Owl can be used either interactively, or to interpret code from files,
or compile programs to fasl-images or c-files. The difference between
an owl program and a plain script is that the program should just have
a function of one argument as the last value, which will be called with
the command line argument list when the program is executed.

In addition to being a regular interpreter, owl also tries to make it
easy to compile programs for different platforms. Owl programs can be
compiled with ol to C-files, which can be compiled to standalone binaries
without needing any owl-specific support files or libraries. The C files
also work on 32- and 64-bit systems, and compile as such at least on
Linux, OpenBSD, and macOS or can be cross-compiled to Windows executables
with MinGW.

For example, to build a hello world program:
```
  $ echo '(lambda (args) (print "Hello, world!"))' > hello.scm
  $ ol -o hello.c hello.scm
  $ gcc -o hello hello.c
  $ ./hello
  Hello, world!
```

Or simply:
```
  $ echo '(λ (args) (print "Hello, world!"))' \
     | ol -x c | gcc -x c -o hello - && ./hello
```

Parts of the compiled programs can be translated to C, instead of being
simply fasl-encoded, to increase speed. Using the --native flag compiles
most of the bytecode to C, and --usual-suspects compiles typically used
functions. To make programs run faster, one can use for example:

```
  $ ol -O2 -o test.c test.scm && gcc -O2 -o test test.c
```

# Libraries

Libraries are named by lists of symbols. For example `(owl lazy)` is
a library name. `ol` comes preloaded with many libraries, some of which
are loaded by default to REPL. If you want to use exported definitions from a
builtin library `(owl lazy)`, you can do so by issuing `(import (owl lazy))`.

Notice that `import` is not a function. It is one of the special forms used
by the REPL to handle management of visible definitions in your sessions. The
syntax is the same as in imports within a library.
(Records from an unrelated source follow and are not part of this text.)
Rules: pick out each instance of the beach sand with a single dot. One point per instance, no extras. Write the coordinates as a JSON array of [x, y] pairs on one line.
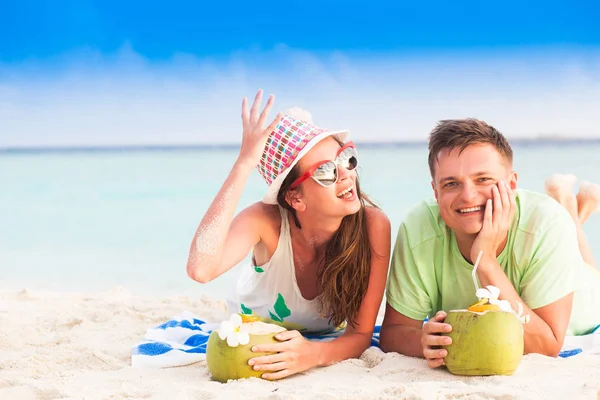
[[77, 346]]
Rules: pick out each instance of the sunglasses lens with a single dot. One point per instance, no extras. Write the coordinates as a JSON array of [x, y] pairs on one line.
[[326, 173], [348, 158]]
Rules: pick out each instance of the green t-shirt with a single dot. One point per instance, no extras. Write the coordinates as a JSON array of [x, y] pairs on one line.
[[541, 259]]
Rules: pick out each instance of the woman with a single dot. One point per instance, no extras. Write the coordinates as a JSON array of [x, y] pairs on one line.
[[320, 248]]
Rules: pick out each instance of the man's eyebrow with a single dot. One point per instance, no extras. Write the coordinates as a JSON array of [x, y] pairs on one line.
[[452, 178]]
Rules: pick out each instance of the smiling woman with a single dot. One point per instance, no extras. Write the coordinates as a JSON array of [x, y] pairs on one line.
[[320, 248]]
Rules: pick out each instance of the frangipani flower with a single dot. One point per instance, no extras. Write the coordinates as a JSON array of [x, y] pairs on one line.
[[231, 331], [523, 318], [491, 293]]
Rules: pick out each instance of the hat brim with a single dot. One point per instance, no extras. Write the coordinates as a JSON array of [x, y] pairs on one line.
[[271, 196]]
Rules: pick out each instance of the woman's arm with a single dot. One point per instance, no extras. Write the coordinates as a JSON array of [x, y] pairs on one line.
[[296, 354], [221, 241]]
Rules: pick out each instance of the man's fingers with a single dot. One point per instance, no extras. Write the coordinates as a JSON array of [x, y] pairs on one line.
[[497, 204], [487, 215], [277, 375], [435, 362], [437, 340], [431, 353], [440, 316], [436, 327]]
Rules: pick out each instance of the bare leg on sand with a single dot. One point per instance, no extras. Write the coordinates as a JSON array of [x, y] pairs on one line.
[[580, 207]]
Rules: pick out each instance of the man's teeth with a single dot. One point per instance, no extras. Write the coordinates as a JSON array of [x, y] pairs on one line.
[[344, 192], [472, 209]]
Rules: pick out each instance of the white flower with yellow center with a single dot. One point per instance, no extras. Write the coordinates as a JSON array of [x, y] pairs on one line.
[[231, 331]]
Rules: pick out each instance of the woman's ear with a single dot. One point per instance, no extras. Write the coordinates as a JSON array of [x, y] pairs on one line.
[[294, 199]]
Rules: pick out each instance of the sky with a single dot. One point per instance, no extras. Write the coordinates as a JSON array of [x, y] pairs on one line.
[[107, 73]]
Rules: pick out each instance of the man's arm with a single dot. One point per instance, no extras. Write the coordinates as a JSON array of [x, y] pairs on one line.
[[546, 285], [400, 334], [545, 332], [410, 337]]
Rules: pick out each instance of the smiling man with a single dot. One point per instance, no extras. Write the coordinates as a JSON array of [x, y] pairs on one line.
[[528, 241]]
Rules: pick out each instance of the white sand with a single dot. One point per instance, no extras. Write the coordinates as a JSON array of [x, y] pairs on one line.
[[77, 346]]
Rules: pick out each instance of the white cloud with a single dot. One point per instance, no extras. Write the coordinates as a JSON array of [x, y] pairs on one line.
[[121, 99]]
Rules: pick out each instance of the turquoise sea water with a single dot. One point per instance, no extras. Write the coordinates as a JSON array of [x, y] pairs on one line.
[[93, 220]]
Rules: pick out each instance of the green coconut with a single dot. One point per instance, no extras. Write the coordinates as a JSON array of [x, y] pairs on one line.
[[484, 343], [225, 362]]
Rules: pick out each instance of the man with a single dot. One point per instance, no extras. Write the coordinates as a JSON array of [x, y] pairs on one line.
[[529, 244]]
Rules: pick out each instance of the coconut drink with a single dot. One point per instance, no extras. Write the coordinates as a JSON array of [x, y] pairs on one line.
[[487, 337], [230, 347]]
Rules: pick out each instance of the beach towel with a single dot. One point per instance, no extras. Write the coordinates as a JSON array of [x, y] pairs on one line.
[[182, 341]]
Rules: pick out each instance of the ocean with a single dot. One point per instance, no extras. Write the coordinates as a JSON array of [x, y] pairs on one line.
[[96, 219]]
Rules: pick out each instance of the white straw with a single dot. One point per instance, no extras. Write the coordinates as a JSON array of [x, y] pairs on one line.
[[475, 269]]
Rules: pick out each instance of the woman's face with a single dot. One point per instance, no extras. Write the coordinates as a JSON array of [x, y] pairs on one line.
[[340, 198]]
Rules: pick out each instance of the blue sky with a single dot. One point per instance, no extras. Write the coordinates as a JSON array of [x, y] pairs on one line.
[[106, 72]]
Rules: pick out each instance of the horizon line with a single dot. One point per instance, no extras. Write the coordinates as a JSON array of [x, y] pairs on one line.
[[232, 146]]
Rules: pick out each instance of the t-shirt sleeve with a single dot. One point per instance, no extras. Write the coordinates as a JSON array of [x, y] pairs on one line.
[[553, 270], [406, 291]]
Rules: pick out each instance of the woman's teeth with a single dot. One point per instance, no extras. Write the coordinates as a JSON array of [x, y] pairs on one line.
[[471, 209], [345, 193]]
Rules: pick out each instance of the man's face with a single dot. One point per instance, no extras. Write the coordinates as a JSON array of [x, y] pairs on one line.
[[463, 183]]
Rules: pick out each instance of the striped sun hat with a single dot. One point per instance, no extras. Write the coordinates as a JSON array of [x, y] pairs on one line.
[[293, 137]]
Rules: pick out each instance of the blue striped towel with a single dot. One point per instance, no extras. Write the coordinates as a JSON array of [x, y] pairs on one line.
[[182, 341]]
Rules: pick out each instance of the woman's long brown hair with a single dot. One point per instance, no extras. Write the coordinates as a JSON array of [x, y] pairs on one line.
[[343, 273]]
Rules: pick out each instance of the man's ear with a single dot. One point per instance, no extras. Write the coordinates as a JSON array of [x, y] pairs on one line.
[[434, 189], [513, 180], [294, 199]]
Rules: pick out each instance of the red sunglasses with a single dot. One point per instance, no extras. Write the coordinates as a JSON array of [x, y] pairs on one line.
[[325, 173]]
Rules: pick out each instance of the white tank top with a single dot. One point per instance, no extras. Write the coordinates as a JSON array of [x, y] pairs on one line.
[[270, 291]]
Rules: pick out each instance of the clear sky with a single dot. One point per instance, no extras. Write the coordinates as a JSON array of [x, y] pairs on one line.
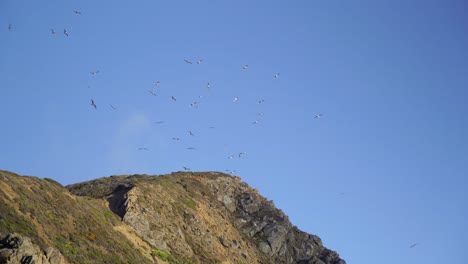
[[383, 168]]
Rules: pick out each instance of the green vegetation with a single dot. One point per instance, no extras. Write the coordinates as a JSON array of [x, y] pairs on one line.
[[81, 228], [171, 259]]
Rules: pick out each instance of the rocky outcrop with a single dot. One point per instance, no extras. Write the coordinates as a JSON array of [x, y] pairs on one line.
[[269, 227], [183, 218], [15, 248]]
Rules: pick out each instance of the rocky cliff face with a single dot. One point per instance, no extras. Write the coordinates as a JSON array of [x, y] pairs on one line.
[[184, 218]]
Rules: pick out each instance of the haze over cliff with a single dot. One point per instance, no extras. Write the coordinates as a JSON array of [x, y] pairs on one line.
[[184, 217]]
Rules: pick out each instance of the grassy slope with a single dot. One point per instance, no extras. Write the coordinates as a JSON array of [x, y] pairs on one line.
[[78, 226]]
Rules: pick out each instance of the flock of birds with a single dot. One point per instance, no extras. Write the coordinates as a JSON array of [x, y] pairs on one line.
[[173, 98]]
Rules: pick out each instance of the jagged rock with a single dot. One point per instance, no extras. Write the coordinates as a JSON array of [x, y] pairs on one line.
[[184, 217], [15, 248]]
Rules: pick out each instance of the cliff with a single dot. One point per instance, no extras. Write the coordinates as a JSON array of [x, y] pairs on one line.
[[184, 217]]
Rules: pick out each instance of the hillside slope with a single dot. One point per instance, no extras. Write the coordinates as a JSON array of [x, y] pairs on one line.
[[179, 218]]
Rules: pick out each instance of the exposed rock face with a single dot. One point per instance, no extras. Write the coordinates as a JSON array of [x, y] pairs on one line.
[[180, 218], [15, 248]]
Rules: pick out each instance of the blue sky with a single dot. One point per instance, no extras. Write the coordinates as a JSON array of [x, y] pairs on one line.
[[384, 167]]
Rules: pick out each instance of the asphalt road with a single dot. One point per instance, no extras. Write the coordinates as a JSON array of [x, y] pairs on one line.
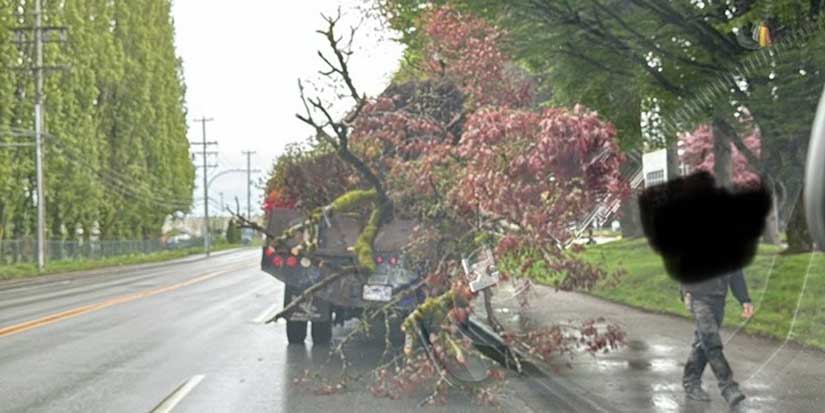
[[185, 335]]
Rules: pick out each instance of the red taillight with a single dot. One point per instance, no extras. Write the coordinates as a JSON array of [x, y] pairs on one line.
[[292, 261]]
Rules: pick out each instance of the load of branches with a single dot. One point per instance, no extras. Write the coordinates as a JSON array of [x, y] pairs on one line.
[[463, 151]]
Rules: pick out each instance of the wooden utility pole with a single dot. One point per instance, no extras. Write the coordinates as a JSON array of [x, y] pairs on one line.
[[205, 165]]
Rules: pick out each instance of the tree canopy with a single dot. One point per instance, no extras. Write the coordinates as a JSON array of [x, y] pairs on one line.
[[116, 153]]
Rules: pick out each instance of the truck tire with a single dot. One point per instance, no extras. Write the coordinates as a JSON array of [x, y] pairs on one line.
[[321, 332], [296, 331]]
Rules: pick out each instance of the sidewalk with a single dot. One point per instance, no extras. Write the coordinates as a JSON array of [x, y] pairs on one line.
[[645, 375]]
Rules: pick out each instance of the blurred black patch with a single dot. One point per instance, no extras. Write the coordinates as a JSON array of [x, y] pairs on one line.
[[700, 230]]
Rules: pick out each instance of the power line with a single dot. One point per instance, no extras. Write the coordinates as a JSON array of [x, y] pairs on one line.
[[248, 183], [41, 35], [138, 189]]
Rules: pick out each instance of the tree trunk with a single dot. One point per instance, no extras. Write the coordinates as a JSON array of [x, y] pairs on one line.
[[799, 238], [722, 164], [771, 235], [673, 170]]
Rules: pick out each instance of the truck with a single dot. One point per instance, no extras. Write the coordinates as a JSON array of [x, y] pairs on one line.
[[350, 296]]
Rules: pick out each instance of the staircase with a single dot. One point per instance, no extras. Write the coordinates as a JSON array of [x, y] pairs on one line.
[[607, 207]]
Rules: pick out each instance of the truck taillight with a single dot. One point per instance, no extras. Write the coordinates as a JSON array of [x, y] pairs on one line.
[[292, 261]]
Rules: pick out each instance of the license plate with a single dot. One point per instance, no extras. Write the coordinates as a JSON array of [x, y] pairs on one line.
[[372, 292]]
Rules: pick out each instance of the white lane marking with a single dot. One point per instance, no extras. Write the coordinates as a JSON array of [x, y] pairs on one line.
[[266, 314], [173, 399]]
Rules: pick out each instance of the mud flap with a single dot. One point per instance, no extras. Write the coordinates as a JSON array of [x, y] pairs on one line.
[[313, 309]]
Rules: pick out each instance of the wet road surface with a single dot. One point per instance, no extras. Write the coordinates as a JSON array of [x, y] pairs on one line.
[[124, 340], [645, 375]]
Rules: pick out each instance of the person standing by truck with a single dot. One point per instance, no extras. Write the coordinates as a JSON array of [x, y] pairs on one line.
[[706, 302]]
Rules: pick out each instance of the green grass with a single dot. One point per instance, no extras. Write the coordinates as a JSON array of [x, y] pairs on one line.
[[15, 271], [775, 282]]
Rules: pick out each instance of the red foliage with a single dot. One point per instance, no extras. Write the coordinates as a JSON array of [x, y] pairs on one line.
[[538, 171], [466, 49], [698, 154], [278, 199]]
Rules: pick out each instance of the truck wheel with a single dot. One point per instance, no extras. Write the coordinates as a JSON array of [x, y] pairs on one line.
[[296, 331], [321, 332]]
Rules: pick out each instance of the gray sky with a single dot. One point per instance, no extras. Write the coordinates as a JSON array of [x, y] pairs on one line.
[[241, 61]]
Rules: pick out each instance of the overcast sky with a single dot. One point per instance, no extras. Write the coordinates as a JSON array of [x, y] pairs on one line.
[[241, 61]]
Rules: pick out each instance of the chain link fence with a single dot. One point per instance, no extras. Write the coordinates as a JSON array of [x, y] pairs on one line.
[[25, 251]]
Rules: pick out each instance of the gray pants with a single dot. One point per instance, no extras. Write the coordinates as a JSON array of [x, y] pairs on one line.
[[708, 313]]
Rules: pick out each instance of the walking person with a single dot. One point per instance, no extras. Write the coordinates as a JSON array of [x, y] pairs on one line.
[[706, 302]]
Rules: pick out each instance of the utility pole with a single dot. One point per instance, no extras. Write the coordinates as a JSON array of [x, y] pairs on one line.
[[41, 35], [248, 183], [205, 154]]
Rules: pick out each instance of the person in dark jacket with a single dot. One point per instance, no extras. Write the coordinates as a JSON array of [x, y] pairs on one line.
[[706, 301]]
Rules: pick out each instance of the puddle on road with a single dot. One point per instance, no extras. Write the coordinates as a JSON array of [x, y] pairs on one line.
[[637, 345]]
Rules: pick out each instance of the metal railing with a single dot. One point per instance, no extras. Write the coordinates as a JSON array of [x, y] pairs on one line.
[[25, 251]]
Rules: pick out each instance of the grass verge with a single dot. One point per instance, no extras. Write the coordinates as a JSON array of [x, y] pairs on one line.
[[16, 271], [786, 306]]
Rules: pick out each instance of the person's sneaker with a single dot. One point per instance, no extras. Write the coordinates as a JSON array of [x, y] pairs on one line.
[[697, 393], [733, 395]]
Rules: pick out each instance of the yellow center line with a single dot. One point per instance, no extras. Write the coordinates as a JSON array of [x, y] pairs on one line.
[[64, 315]]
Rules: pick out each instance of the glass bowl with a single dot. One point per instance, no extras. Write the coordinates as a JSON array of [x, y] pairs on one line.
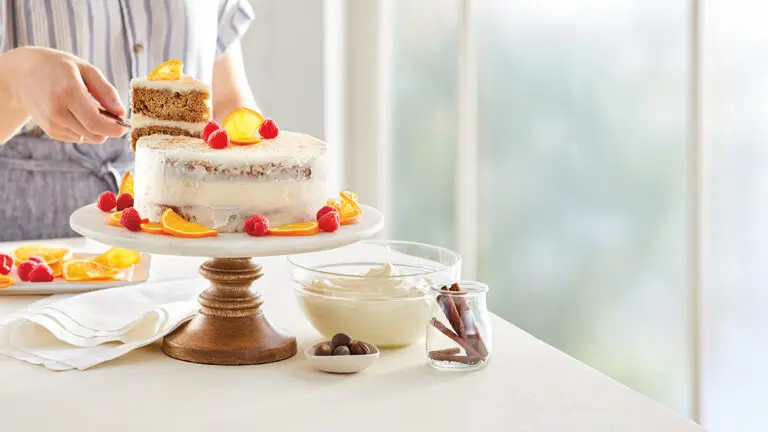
[[375, 291]]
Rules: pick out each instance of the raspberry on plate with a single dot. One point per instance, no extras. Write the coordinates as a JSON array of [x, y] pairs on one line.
[[257, 225], [131, 220], [124, 201], [323, 211], [24, 269], [41, 273], [329, 222], [268, 129], [209, 128], [107, 201], [218, 139], [6, 264]]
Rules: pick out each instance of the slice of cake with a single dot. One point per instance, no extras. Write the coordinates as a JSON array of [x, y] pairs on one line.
[[281, 178], [168, 106]]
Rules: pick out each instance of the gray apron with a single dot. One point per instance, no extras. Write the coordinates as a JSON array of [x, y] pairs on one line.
[[43, 181]]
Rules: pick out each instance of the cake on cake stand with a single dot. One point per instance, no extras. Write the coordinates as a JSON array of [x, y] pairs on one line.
[[229, 328]]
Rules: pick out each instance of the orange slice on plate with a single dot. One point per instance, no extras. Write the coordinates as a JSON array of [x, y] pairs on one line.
[[87, 270], [51, 254], [152, 227], [298, 229], [126, 186], [170, 70], [242, 126], [118, 258], [177, 226]]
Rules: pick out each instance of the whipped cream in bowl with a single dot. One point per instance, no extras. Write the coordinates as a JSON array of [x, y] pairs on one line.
[[377, 291]]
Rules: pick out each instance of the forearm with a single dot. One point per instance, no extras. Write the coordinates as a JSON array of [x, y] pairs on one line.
[[12, 114]]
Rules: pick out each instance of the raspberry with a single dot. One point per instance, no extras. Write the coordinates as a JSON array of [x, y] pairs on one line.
[[130, 219], [257, 225], [106, 201], [41, 273], [209, 128], [323, 211], [268, 129], [124, 201], [218, 139], [6, 264], [24, 269], [329, 222]]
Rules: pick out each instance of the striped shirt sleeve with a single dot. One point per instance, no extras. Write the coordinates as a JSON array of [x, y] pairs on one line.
[[235, 17]]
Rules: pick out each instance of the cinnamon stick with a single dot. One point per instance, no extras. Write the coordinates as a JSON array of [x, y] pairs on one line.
[[468, 348], [445, 352], [470, 330]]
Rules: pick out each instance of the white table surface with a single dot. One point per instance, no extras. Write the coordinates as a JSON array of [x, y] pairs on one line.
[[528, 386]]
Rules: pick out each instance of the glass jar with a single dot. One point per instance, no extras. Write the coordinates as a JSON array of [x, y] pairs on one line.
[[459, 332]]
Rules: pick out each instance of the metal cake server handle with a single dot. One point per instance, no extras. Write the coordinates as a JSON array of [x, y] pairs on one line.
[[119, 120]]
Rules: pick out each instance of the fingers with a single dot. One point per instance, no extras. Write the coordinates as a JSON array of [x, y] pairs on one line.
[[101, 89]]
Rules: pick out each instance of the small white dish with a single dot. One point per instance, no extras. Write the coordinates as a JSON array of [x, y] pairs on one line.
[[341, 364]]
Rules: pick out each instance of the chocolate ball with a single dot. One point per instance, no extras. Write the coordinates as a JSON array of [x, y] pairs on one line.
[[360, 348], [323, 349], [341, 339], [341, 350]]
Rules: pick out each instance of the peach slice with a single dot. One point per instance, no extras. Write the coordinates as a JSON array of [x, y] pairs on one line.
[[242, 126], [170, 70], [297, 229], [177, 226], [126, 186]]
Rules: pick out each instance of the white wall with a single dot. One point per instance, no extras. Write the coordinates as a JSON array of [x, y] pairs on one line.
[[283, 54]]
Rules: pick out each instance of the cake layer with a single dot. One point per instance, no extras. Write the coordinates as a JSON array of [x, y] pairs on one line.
[[282, 179]]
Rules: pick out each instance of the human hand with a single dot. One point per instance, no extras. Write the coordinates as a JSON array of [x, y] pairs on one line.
[[53, 88]]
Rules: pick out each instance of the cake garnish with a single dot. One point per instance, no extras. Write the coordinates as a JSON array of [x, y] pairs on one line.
[[242, 125], [298, 229], [209, 128], [257, 226], [124, 201], [269, 129], [130, 219], [177, 226], [107, 201], [170, 70]]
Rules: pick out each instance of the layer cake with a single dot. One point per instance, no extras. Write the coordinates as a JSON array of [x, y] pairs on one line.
[[281, 178], [169, 107]]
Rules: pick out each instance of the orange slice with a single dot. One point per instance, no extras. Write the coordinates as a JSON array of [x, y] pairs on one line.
[[170, 70], [86, 270], [126, 186], [242, 126], [51, 254], [118, 258], [152, 227], [299, 229], [176, 225]]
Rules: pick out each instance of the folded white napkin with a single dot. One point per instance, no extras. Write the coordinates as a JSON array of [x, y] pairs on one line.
[[81, 331]]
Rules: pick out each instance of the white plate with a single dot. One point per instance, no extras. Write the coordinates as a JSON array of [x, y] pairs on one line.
[[341, 364], [133, 275], [89, 221]]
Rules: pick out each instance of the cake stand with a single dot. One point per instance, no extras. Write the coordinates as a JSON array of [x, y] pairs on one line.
[[229, 328]]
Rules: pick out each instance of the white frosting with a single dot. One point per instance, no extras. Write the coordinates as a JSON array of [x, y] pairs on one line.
[[374, 308], [214, 186], [379, 283], [286, 148], [186, 83], [140, 120]]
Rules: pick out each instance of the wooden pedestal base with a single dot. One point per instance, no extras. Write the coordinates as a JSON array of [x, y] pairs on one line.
[[230, 328]]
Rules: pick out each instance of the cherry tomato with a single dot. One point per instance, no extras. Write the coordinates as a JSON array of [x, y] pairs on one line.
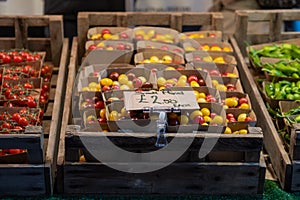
[[41, 113], [31, 103], [23, 121], [5, 85], [17, 59], [45, 87], [28, 85], [23, 111], [43, 100], [30, 58], [45, 69], [24, 54], [26, 69], [15, 151], [6, 59], [16, 117], [6, 125], [8, 104]]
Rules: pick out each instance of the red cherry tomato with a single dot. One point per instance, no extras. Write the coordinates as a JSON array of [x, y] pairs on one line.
[[6, 125], [31, 103], [23, 121]]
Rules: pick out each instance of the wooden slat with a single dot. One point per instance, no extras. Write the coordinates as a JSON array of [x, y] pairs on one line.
[[54, 80], [149, 18], [294, 150], [217, 21], [275, 19], [57, 38], [68, 101], [272, 142], [22, 180], [7, 43], [7, 21], [225, 142], [241, 29], [36, 21], [192, 19], [32, 142], [103, 19], [295, 186], [187, 178], [54, 133]]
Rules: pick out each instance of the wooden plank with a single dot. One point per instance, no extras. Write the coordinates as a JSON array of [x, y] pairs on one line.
[[192, 19], [68, 100], [7, 43], [176, 21], [7, 21], [33, 20], [296, 176], [22, 180], [32, 142], [54, 133], [102, 19], [262, 174], [54, 80], [241, 30], [82, 30], [225, 142], [57, 38], [149, 18], [294, 150], [272, 142], [275, 19], [217, 22], [190, 179]]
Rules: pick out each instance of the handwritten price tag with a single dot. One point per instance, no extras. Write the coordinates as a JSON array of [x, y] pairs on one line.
[[160, 99]]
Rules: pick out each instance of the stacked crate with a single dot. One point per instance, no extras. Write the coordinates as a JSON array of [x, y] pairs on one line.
[[283, 155], [235, 165], [34, 172]]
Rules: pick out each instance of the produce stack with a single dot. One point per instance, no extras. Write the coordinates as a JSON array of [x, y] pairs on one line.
[[146, 88], [163, 60], [25, 89], [277, 68]]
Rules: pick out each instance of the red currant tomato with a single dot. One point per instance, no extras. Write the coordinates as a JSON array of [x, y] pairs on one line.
[[23, 121], [31, 103], [28, 85], [16, 117], [6, 125]]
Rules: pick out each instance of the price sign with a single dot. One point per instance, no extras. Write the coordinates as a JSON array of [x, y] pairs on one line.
[[160, 99]]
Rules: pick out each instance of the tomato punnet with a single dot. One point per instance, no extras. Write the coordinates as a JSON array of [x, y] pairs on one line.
[[6, 125], [16, 117], [23, 121]]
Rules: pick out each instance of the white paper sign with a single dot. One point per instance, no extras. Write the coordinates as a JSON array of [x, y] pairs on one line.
[[160, 100]]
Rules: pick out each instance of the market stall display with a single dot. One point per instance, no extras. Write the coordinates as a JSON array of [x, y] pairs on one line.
[[235, 165], [273, 57], [31, 103]]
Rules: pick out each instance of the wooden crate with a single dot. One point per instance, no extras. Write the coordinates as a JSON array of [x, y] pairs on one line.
[[285, 165], [36, 177], [235, 166], [176, 21], [273, 19]]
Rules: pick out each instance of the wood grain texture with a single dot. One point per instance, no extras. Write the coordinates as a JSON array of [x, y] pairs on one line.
[[272, 142], [22, 180], [37, 178], [224, 142], [187, 178], [275, 31], [295, 186], [54, 132], [68, 100]]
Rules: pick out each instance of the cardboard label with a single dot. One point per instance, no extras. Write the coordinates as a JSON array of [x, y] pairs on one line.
[[160, 100]]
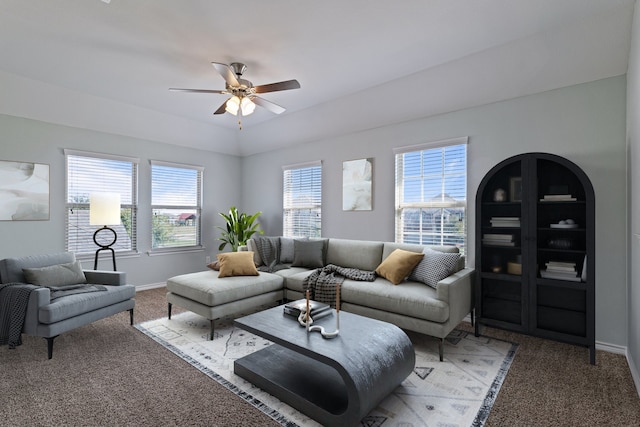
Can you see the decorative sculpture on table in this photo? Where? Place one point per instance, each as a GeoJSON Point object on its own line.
{"type": "Point", "coordinates": [306, 320]}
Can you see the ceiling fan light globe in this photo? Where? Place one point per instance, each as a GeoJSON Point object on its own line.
{"type": "Point", "coordinates": [247, 106]}
{"type": "Point", "coordinates": [232, 105]}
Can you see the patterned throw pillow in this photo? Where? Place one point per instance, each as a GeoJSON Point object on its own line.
{"type": "Point", "coordinates": [434, 267]}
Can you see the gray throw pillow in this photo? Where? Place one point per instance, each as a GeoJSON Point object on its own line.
{"type": "Point", "coordinates": [287, 249]}
{"type": "Point", "coordinates": [435, 266]}
{"type": "Point", "coordinates": [56, 275]}
{"type": "Point", "coordinates": [308, 253]}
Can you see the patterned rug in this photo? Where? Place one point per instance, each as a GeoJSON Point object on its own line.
{"type": "Point", "coordinates": [457, 392]}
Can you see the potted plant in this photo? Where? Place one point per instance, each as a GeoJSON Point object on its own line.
{"type": "Point", "coordinates": [240, 227]}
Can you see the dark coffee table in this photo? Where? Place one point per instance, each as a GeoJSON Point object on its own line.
{"type": "Point", "coordinates": [335, 381]}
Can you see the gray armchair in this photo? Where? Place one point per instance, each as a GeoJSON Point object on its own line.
{"type": "Point", "coordinates": [48, 319]}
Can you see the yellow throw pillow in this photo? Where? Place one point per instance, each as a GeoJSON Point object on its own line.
{"type": "Point", "coordinates": [398, 265]}
{"type": "Point", "coordinates": [237, 264]}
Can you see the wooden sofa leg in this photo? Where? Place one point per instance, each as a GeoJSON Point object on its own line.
{"type": "Point", "coordinates": [50, 346]}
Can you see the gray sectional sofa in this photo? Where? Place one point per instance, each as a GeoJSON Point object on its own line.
{"type": "Point", "coordinates": [411, 304]}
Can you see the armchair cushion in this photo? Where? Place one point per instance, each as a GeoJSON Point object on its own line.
{"type": "Point", "coordinates": [55, 275]}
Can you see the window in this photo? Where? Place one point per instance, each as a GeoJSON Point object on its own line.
{"type": "Point", "coordinates": [431, 193]}
{"type": "Point", "coordinates": [176, 205]}
{"type": "Point", "coordinates": [302, 200]}
{"type": "Point", "coordinates": [90, 173]}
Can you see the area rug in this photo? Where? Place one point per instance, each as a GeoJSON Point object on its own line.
{"type": "Point", "coordinates": [457, 392]}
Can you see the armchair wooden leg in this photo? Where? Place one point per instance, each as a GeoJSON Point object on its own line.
{"type": "Point", "coordinates": [50, 346]}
If you try to import a library which is not currently loaded, say `(my test)`,
Owl would try to look for library definition from the file "my/test.scm". If
it is available and contains definition of a library called `(my test)`, it will
be loaded and added to your REPL.

You can get a listing of the currently loaded libraries with `,libraries` command.
Many of them are mainly needed for the implementation of the underlying system.
Some of the likely useful ones are documented below.